Hacker News new | past | comments | ask | show | jobs | submit login
The Great Ruby Shootout (December 2008) (antoniocangiano.com)
41 points by acangiano on Dec 9, 2008 | hide | past | web | favorite | 32 comments

I can't stand Windows, but wanted to point something out to all blind Windows haters out there: look at Vista vs Ubuntu numbers. Windows beats Linux running MRI by 10-50% in nearly all tests [when they pass] which aligns perfectly with my own observations.

Certainly such big difference can't be explained by more effective system calls. I attribute this to Microsoft's superior C/C++ compiler. Back in my C++ loving days I played with various compilers regularly, and MSVC has always been the most optimizing, and kept advancing rapidly from version to version. It also compiles 2-3 times faster than GCC if I remember correctly... uhhh I miss it. :-)
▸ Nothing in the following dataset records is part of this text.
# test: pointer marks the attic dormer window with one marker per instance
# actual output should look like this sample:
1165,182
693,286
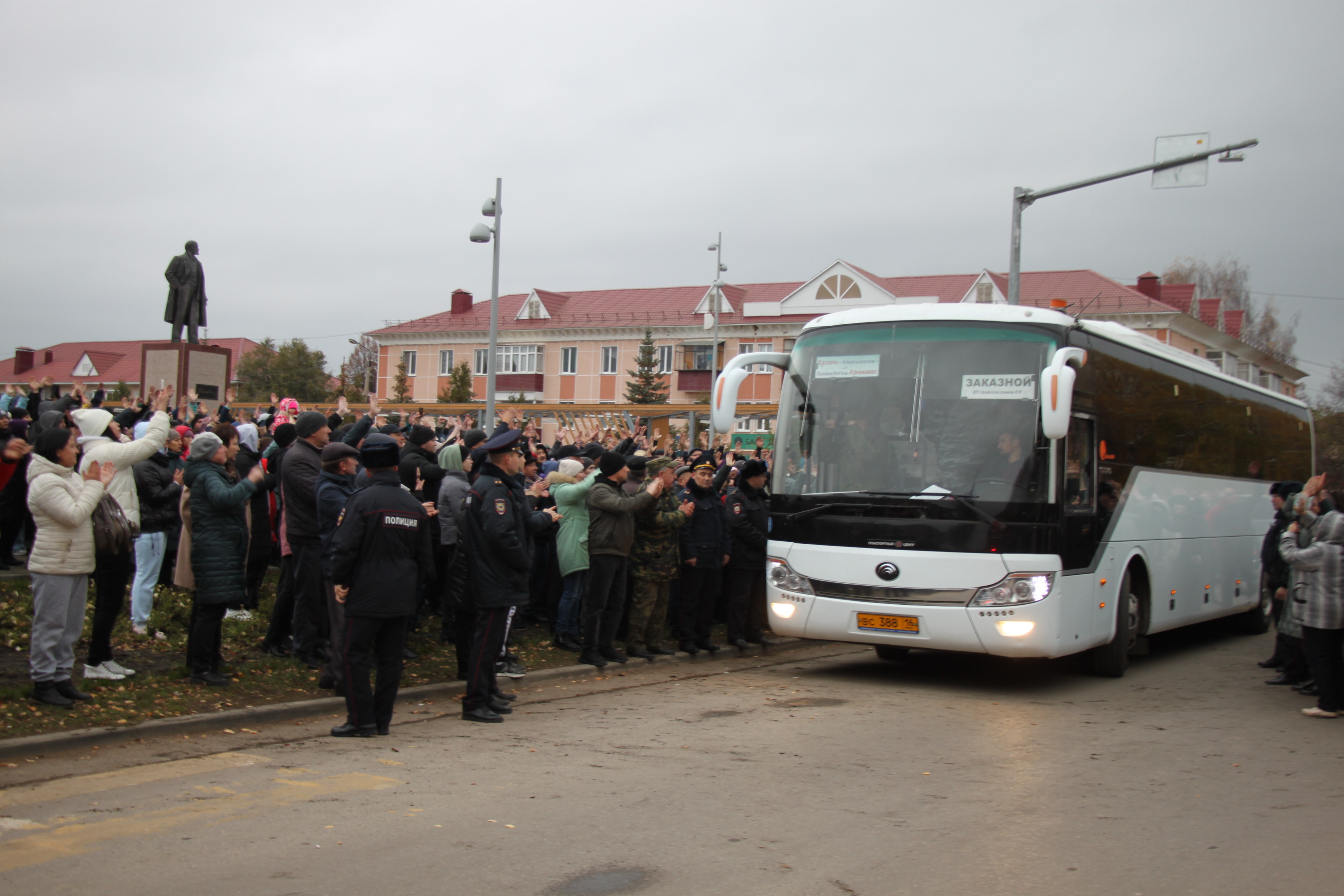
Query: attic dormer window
839,287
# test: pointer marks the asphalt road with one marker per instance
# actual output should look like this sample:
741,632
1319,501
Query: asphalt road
830,773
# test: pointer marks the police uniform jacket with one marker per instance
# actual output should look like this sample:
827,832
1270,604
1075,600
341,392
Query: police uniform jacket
496,536
382,550
749,522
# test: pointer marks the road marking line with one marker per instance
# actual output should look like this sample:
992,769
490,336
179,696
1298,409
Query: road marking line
77,839
66,788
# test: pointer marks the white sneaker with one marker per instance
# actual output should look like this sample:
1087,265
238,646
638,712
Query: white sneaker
101,671
112,665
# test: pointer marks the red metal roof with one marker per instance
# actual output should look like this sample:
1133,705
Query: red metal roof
114,360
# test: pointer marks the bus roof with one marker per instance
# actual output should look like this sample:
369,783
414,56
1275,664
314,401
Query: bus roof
999,313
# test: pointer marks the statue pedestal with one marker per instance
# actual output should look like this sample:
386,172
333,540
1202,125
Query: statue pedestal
189,367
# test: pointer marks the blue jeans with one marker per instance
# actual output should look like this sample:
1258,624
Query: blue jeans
572,597
150,556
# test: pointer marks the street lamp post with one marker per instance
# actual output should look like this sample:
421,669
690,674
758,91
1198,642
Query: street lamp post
717,287
483,234
1022,198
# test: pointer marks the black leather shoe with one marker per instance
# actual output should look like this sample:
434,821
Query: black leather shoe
354,731
70,692
46,692
593,659
210,679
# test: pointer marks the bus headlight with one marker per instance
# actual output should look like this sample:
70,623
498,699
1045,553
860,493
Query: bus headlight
786,579
1019,588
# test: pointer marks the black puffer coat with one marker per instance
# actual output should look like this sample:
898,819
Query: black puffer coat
159,495
218,532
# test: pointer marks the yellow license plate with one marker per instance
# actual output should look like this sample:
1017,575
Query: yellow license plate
889,624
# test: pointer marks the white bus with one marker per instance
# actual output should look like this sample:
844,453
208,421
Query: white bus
1010,480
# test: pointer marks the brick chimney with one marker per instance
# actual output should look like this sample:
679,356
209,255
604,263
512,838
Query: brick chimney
1150,285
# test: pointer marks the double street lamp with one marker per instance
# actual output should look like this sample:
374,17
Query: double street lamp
483,234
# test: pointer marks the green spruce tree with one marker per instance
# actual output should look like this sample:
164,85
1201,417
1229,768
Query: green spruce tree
647,386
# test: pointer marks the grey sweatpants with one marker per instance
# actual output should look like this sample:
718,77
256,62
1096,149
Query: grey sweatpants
58,610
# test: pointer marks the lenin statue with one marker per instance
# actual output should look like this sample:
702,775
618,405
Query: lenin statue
186,293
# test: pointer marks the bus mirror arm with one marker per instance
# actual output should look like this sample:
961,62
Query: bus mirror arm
1057,391
724,399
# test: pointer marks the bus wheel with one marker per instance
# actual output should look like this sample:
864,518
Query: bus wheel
1256,621
1113,659
896,654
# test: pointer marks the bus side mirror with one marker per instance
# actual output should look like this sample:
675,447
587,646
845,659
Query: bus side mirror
1057,391
724,399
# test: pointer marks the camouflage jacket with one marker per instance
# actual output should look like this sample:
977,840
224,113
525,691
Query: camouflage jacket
655,553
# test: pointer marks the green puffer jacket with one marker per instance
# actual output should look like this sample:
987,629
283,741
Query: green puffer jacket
572,503
655,553
218,532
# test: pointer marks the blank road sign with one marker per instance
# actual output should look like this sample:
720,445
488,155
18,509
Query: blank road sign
1190,175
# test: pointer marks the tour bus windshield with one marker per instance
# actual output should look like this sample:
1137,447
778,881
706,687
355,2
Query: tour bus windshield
908,408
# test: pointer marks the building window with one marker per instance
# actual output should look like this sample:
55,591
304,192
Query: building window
839,287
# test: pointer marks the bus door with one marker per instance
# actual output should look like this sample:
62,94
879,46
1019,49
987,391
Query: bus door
1080,494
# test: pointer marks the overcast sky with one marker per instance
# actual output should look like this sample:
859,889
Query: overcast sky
331,158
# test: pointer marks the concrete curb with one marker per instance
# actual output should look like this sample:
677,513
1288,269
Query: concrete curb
177,726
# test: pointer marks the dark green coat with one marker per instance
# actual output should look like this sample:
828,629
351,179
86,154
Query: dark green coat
655,555
218,532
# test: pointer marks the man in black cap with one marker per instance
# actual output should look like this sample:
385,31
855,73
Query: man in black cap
341,464
611,535
496,534
380,556
299,483
749,522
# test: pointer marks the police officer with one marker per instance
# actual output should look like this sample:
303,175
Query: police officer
496,534
749,522
380,558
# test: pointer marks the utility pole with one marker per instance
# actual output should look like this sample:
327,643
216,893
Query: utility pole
1022,198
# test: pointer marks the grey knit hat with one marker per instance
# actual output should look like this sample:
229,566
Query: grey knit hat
205,446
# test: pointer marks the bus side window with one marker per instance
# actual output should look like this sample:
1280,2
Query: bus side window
1081,465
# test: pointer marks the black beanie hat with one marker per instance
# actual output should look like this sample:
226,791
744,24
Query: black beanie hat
310,422
285,434
611,464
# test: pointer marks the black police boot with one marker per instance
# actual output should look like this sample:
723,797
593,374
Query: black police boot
354,731
70,692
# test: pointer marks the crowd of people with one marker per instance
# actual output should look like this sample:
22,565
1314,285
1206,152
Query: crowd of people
378,524
1303,565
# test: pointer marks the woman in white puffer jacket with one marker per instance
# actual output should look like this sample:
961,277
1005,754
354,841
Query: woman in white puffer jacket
62,503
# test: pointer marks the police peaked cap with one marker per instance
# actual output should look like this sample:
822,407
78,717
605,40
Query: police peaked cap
504,441
381,452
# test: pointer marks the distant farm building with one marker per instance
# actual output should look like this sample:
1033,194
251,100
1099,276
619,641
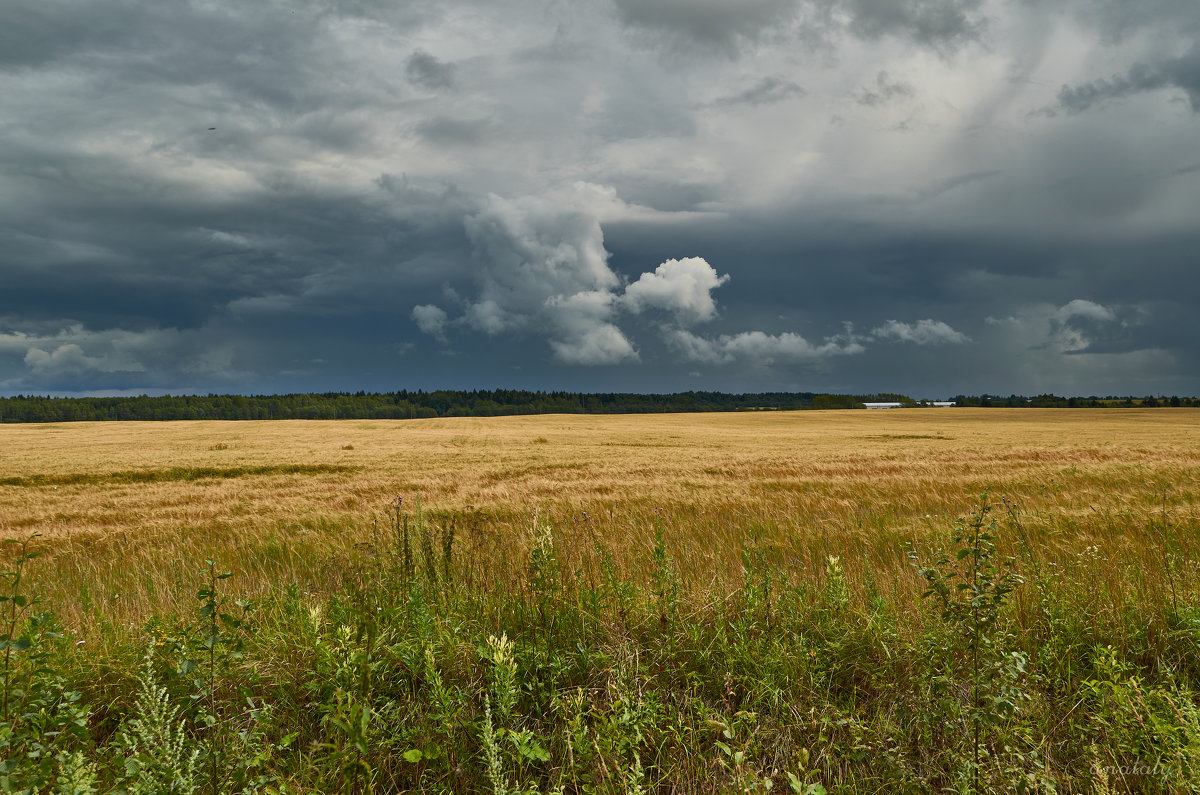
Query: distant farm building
941,404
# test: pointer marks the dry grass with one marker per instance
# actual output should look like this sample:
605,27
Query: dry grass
129,509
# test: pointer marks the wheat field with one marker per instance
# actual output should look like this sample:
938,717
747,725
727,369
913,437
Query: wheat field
762,573
127,509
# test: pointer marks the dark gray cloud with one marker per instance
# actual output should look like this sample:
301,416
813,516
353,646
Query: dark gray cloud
1181,73
943,24
768,90
708,22
211,196
429,72
885,90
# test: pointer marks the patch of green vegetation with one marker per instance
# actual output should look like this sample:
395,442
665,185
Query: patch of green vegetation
421,670
173,473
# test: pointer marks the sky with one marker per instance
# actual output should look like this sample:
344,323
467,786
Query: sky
931,197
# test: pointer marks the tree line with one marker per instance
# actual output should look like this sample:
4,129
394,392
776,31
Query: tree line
484,402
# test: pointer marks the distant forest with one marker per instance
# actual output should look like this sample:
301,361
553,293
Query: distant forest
420,405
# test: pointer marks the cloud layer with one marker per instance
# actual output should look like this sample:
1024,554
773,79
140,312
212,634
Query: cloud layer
927,196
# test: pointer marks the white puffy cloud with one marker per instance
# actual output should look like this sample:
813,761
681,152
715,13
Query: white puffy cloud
757,347
431,320
585,334
679,286
927,332
77,353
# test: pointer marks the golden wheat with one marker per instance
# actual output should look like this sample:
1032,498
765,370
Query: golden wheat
130,508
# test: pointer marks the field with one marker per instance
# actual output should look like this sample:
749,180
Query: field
705,602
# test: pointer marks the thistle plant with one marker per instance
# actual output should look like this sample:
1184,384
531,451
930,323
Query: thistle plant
971,590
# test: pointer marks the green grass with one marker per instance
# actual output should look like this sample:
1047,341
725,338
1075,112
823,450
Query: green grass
442,658
171,474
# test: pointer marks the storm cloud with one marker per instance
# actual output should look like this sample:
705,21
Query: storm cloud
925,196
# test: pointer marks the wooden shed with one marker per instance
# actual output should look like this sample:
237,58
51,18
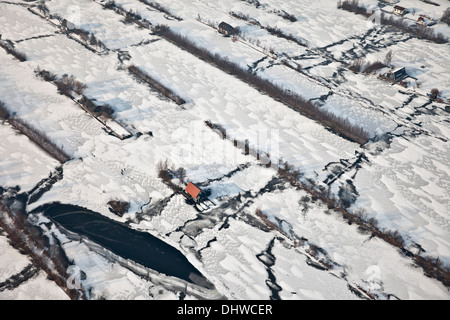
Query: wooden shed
397,74
226,29
193,191
399,10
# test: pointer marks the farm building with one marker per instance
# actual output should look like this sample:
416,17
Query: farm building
226,29
425,20
398,10
396,74
193,191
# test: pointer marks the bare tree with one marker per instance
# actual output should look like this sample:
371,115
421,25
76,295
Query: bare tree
181,174
388,58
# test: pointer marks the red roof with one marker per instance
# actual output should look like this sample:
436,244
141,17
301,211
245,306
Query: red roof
192,189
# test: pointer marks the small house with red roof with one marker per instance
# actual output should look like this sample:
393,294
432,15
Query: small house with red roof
193,191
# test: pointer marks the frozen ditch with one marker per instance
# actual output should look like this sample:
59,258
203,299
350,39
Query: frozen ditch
131,244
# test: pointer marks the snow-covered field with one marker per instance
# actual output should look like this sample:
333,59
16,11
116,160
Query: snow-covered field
403,179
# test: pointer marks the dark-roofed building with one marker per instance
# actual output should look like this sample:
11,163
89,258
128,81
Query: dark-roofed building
226,29
193,191
399,10
397,74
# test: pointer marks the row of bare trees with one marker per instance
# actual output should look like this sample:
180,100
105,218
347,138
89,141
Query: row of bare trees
159,7
46,254
419,31
37,136
433,266
272,30
13,51
141,74
342,126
Also his JRuby startup time is inaccurate. No way JVM starts in under a second: it's more like 2 full seconds on his hardware. More likely he had some of JVM in the filesystem cache. Vista/OSX will pre-fetch JVM modules even after you reboot (not sure about Linux) if you run Java software and especially if you have 8GB of RAM...

MSVC the "most advanced" compiler, despite:

1. Doesn't support C99.

2. Can't correctly align its stack, making SSE optimizations of any sort a complete nightmare and forcing us to disable a number of optimizations when compiling under MSVC.

3. Has the worst 32-bit libc I have ever seen in my life, with a memcpy that goes at less than 1 byte per clock cycle for small copies, a massive performance killer for large apps.

4. Completely incompatible with almost all features of the more widely used C compilers, e.g. AT&T-syntax inline assembly. ICC, on the other hand, supports nearly everything.

5. Loves to mangle its entire project file every time you change one small thing, resulting in enormous numbers of false deltas in version control.

Now, I'm not big on GCC either and can come up with dozens of regressions and miscompilation problems with GCC, along with who-knows-how-many cases of suboptimal compilation. But at least it works and doesn't force us to mangle our entire codebase just to get it to compile!

If you want to make an argument about compilers superior to GCC, pick one that is actually good, like ICC, rather a relic like MSVC. Merely what I have to do to keep supporting this late-80s-technology beast makes me want to gouge my eyes out. I mean, seriously, a compiler that doesn't even support variable declarations in the middle of a code block? It's 2008, folks.

He tested Ruby 1.8.7 on Ubuntu and Ruby 1.8.6 on Windows.

Ruby 1.8.7 has added some features found in Ruby 1.9.1 in order to provide a forward path for those wishing to start adopting the new Ruby 1.9.1 features. For whatever reason, Ruby 1.8.7 has become a little slower when compared to Ruby 1.8.6, in general, at least during some testing I have done. So there's more than reaches the eyes in those numbers of the benchmarks.

Also, while Microsoft's C and C++ compiler provide lots of cool optimizations, Ruby is often compiled with just -O2 on Unix compatible systems because it's often fast enough, because Ruby is not known for trying to extract maximum performance from the bare metal anyway, so at the end of the day, things tend to a certain normalization which kills performance.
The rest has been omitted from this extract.